Les personnages du film, ce sont des héros, ce sont des survivants d’une machine de guerre : celle de Bachar qui a essayé de les éliminer et il n’a pas réussi. Et pour nous c’était ça, la distance. On voulait qu’on s’identifie aux personnages, le rapport c’était ça, de trouver un équilibre : qu’est-ce qui est important, qu’est-ce qui nous sert en matière de cinéma, et d’émotion aussi. Il fallait qu’on puisse s’identifier aux personnages, il ne fallait pas jouer sur la misère. »

Puis Abdallah reprend la parole. Il dit : « Un autre point en ce qui concerne la Palestine et les Palestiniens.

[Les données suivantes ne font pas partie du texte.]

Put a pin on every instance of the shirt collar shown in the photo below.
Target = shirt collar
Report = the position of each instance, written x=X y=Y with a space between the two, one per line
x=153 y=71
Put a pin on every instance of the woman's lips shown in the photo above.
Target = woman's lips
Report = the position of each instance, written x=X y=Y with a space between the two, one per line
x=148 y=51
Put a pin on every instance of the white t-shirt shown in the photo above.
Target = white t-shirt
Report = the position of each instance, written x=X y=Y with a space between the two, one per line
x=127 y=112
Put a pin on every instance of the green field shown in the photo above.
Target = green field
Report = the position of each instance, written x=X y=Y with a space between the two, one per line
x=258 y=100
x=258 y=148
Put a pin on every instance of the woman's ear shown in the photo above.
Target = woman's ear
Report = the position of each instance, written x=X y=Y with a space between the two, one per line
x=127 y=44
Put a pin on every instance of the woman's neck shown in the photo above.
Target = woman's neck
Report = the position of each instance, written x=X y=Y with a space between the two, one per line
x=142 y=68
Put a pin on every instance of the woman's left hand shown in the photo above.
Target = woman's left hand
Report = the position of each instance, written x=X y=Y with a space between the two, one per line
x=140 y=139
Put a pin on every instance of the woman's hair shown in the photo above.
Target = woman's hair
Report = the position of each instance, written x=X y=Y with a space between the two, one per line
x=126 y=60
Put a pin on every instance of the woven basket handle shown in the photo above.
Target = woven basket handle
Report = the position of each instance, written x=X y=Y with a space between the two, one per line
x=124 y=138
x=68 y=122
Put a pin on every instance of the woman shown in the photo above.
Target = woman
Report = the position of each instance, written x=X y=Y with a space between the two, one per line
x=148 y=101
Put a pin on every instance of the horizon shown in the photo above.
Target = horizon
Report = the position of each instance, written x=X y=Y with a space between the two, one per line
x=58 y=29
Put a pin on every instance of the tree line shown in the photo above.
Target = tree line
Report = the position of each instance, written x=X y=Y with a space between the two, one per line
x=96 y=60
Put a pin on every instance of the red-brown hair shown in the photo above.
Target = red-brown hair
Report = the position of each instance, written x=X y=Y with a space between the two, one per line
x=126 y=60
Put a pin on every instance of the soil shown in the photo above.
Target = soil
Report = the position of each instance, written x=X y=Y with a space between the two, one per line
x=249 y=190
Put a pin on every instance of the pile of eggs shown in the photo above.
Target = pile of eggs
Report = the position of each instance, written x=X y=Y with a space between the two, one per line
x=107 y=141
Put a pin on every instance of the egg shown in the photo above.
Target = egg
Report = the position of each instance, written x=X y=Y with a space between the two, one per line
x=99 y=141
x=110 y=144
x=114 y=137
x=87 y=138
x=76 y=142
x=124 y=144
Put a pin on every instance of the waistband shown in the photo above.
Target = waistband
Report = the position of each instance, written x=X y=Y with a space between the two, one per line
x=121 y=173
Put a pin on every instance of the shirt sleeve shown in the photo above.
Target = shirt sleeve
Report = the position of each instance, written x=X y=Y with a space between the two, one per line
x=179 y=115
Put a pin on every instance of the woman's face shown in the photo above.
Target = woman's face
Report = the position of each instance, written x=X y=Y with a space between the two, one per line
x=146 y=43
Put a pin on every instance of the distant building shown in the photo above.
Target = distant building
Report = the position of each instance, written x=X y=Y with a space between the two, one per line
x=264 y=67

Je veux que les gens, en particulier le public européen qui soutient Israël, se demandent : qui sont ces Palestiniens ? Pourquoi vivent-ils cette épreuve ? Pourquoi les Palestiniens doivent-ils payer un double prix ? Si nous négligeons de poser des questions sur les crimes qui ont conduit à l’expulsion des Palestiniens – et qui ont causé la Nakba, à l’origine de notre épreuve de réfugiés qui a commencé en 1948 et dure jusqu’à aujourd’hui – alors nous ne pouvons tout simplement pas comprendre la situation à Yarmouk. Et, bien sûr, il y a la question du rôle du régime syrien et de la répression du soulèvement populaire en Syrie – sa responsabilité historique concernant le siège et la destruction de Yarmouk, et de la Syrie en général. »

Abdallah Al-Khatib travaillait avant la révolution à l’UNRWA (Office de Secours et de Travaux des Nations-Unies pour les réfugiés de Palestine dans le Proche-Orient). Il était responsable du Centre de soutien à la jeunesse (Youth Support Center) de Yarmouk. Avec plusieurs amis, il a créé l’association d’aide humanitaire Wataad qui a porté des douzaines de projets dans plusieurs régions de Syrie, en particulier à Yarmouk. Il a également organisé des ateliers vidéo pendant le siège. Abdallah vit actuellement en Allemagne, où il a récemment obtenu le statut de réfugié politique.

Son film Little Palestine était sélectionné à l’Acid Cannes 2021.